What’s more, “with so many of the world’s current population aged under 23 — a Youthquake — population growth has an inbuilt momentum which will be hard to stop.”

Many communities, agencies and governments assume that Earth can support another 2.4 billion people, whereas according to this agency, “the uncomfortable truth is that the impact on Earth’s biosphere of more than nine billion people could be fatal for the planet in terms of greenhouse gas emissions alone.”

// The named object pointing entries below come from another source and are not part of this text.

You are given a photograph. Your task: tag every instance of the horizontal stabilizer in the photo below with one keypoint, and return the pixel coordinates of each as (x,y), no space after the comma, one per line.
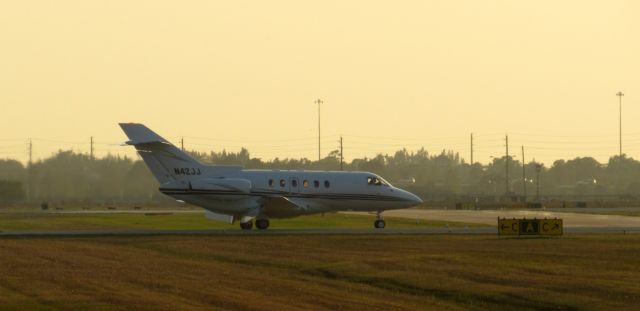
(140,134)
(219,217)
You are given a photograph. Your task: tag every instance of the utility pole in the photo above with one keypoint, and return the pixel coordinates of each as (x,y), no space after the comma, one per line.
(341,154)
(507,161)
(524,176)
(471,148)
(620,94)
(29,164)
(91,152)
(319,101)
(538,169)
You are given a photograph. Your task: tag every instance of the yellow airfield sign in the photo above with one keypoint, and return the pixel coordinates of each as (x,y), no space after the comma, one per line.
(533,227)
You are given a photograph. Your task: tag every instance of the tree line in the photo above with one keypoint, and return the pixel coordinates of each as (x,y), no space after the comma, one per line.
(76,177)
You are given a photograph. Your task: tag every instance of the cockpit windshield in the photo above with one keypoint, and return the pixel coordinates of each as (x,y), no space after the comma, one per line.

Shiver me recycled timbers ‘cause those are big figures to wrap our eco-hands around. The more I think about it, being GINKy seems awfully magnanimous from the perspective of breeders and non-breeders alike.

Reproduction Optional

Stefanie Iris Weiss, author of Eco-Sex: Go Green Between the Sheets and Make Your Love Life Sustainable (2010), is another self-declared GINK who makes a compelling case for adoption as an option. Like Hymas, she supports parents doing the hard work of child rearing, and takes it one step further.

]|Eco-Sex: Go Green Between the Sheets and Make Your Love Life Sustainable (2010)]“Imagine, for a moment, if the option of not having kids were talked about in home economics or health classes in high school, just like everything else,” Weiss says.

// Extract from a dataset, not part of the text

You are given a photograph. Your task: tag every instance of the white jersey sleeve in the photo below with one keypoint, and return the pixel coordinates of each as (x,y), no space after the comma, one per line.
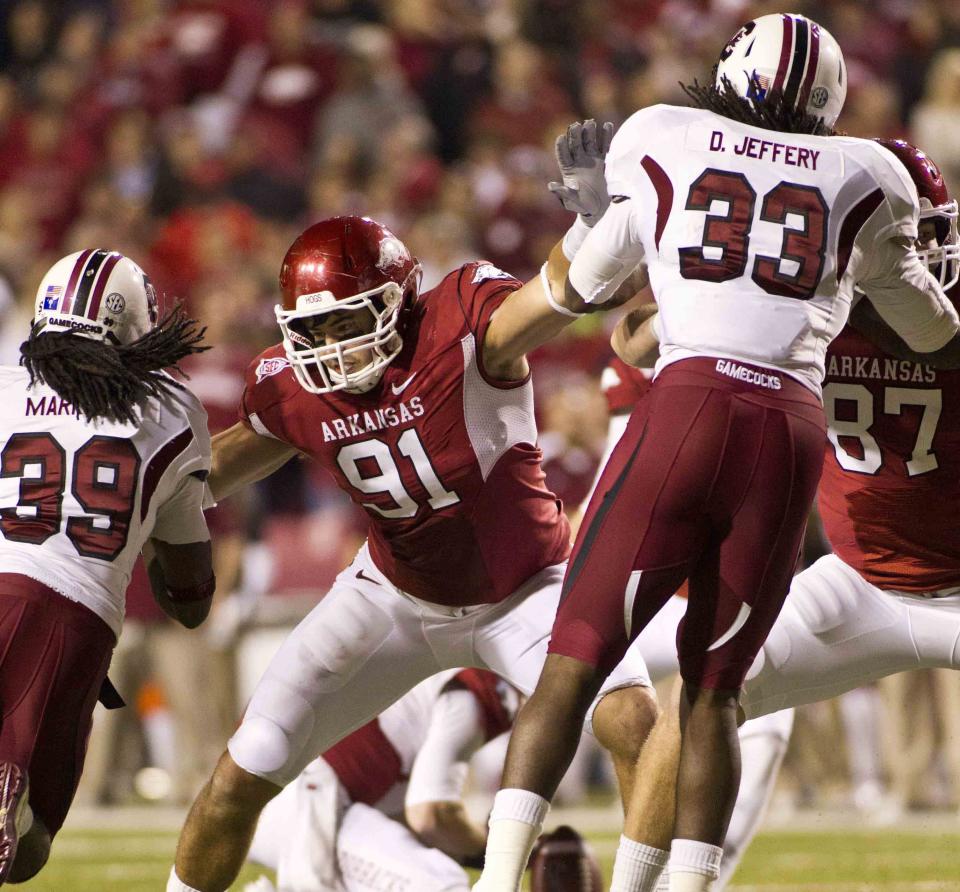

“If all our children were truly conscious decisions, perhaps we’d have a much happier, psychologically healthier world. And that’s not even counting what reducing the population would do for Planet Earth — making all our lives, the ones we’re living right now, safer from the ravages of climate change.”

Why is this choice so audacious, even to some greenies? If someone isn’t inclined or prepared to be a parent, let’s support their choice. As Hymas has written, “parenthood is an enormous commitment and responsibility, best not undertaken lightly by people who aren’t wholly invested in being the best parents they can be. You don’t get a test drive or a trial run -- it’s all or nothing.”

Green-itude

Come to think of it, that reasoning applies to our planet, of which we have only one. Mother Earth doesn’t need us to survive, but we need her. If we somehow fail this trial run and make a mess of things, the planet will cough us all up, including the greenest among us. From this perspective, choosing to become a GINK is eco-savvy and self-less, and I for one am grateful that some are willing to forgo bringing more babies into this world so that my children’s generation and the ones not yet born can have a brighter, greener future.